= Louis Rapkine =

French biologist (1904–1948)

Louis Rapkine (July 14, 1904 – December 13, 1948) was a French biologist, specializing in embryology and enzymology. He is best known for his role in saving numerous French scientists from persecution during World War II, and in rebuilding the French scientific community and its institutions after the war.

== Biography ==
=== Early life and family ===
Rapkine was born in the town of Tikhinichi (Ціхінічы) in Belarus, then part of the Russian Empire. As a result of anti-Jewish activity including the Kiev pogrom of 1905, his parents Israël Rapkine and Ida Sorkine moved to Paris in 1911. The family moved again in 1913 to Montréal, where Rapkine studied medicine at McGill University from 1921 to 1924. He returned to Paris in 1924.

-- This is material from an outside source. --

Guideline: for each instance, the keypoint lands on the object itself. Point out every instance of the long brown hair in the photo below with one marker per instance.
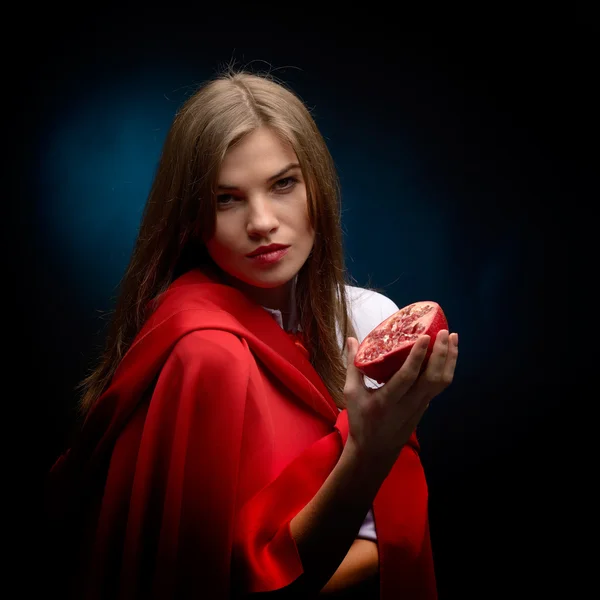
(181, 212)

Rapkine married Sarah Malamud in New York in 1929, and their daughter Claude was born in Paris in 1932.

=== Career ===
Rapkine became a researcher in Paris and at Cambridge. He pursued biochemical research on the metabolic and developmental roles of sulfhydryl compounds, working initially with Charles Pérez and Maurice Caullery at the Roscoff Maritime Station in 1925. He then worked at the Collège de France under Emmanuel Fauré-Fremiet in 1926.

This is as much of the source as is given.